Lectura del santo evangelio según san Lucas (1,46-56):
En aquel tiempo, María dijo: «Proclama mi alma la grandeza del Señor, se alegra mi espíritu en Dios, mi salvador; porque ha mirado la humillación de su esclava. Desde ahora me felicitarán todas las generaciones, porque el Poderoso ha hecho obras grandes por mí: su nombre es santo, y su misericordia llega a sus fieles de generación en generación. Él hace proezas con su brazo: dispersa a los soberbios de corazón, derriba del trono a los poderosos y enaltece a los humildes, a los hambrientos los colma de bienes y a los ricos los despide vacíos. Auxilia a Israel, su siervo, acordándose de la misericordia, como lo había prometido a nuestros padres en favor de Abrahán y su descendencia por siempre.»
María se quedó con Isabel unos tres meses y después volvió a su casa.
Palabra del Señor
Reflexión de Hoy
María en el Adviento
Ayer entramos en la última semana del Adviento. Y lo hemos hecho de la mano de la Madre, María. Ella, abandonándose confiadamente a la acción del Espíritu, vino a ser el cauce necesario para dar carne al Salvador. Hoy nos la podemos imaginar ya en los últimos días de su embarazo, en la alegre esperanza de una madre que siente en lo profundo de su ser que está a punto de nacer el hijo de sus entrañas. Alegre esperanza, también, de la Madre que sabe que el fruto de su vientre es el Hijo de Dios, el Salvador de todo ser humano y del Universo entero.

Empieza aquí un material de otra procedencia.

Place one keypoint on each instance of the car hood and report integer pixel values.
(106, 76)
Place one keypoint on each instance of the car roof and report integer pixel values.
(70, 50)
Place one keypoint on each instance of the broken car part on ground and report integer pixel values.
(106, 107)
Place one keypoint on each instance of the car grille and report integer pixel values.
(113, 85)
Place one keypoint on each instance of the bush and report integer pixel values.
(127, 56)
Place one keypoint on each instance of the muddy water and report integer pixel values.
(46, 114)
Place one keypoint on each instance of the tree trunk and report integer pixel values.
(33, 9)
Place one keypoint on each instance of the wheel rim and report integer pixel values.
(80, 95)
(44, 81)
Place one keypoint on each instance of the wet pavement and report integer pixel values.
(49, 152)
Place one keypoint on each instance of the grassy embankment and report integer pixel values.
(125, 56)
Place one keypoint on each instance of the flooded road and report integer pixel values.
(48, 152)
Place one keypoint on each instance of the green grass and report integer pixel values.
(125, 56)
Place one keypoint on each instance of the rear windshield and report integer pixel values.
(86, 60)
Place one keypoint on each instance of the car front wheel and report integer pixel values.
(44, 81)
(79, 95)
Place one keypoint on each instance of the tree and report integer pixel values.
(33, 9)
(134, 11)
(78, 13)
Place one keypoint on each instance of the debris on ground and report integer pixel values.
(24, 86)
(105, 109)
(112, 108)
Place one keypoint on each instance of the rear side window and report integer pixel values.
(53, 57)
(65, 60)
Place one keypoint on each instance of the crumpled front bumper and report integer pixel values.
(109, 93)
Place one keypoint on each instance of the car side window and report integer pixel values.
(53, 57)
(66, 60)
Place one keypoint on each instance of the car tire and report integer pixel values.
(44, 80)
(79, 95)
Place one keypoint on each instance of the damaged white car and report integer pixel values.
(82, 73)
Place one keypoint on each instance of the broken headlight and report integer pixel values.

La Iglesia vive hoy también en esta tensión de espera. También ella es madre. Y a imagen de María se sabe llena del Espíritu, a punto de dar a luz para la humanidad entera al Hijo de Dios. Es nuestra alegría, nuestra esperanza, nuestra misión: encarnar al Salvador, hacerle presente en este punto concreto de la historia en el que vivimos. Como María.
La primera lectura de hoy ilumina también este gran Misterio, que lo fue en la Virgen María y lo es hoy en la Iglesia entera y en cada una de sus comunidades. Ana sabía que su hijo Samuel estaba elegido por Dios para una misión. Y también ella supo tener la confianza y la generosidad necesarias para no quedárselo para sí: se lo ofreció a Dios, “de por vida”, entregándolo para lo que el Señor quisiera de él.
A ejemplo de Ana, y a imagen de María, la Madre del Señor, en la Iglesia de hoy tenemos que aprender a poner los ojos no en nosotros mismos, sino en los que están fuera: en los alejados, los no creyentes, los que son de otras religiones, y sobre todo en los excluídos y los empobrecidos, en los que la sociedad saca fuera y margina. La vocación de la Iglesia, su misión, es hacer presente al Salvador en medio del mundo, para el mundo. María encarnó desde su vientre a Jesús, y supo ofrecerlo, dejarlo ir, para que la Salvación llegara a todos; La Iglesia tampoco puede encerrarse en sí misma, ha de salir fuera: a los que sufren, a los olvidados, a los que pierden la fe o la esperanza, a los excluidos.
Y haciéndolo así, comprenderemos y proclamaremos, como María, la grandeza del Señor; y nos alegraremos como ella en Dios, nuestro Salvador. Porque ciertamente el Poderoso hace obras grandes a través de su Iglesia, a pesar incluso de nuestra pequeñez, infidelidad e incoherencia.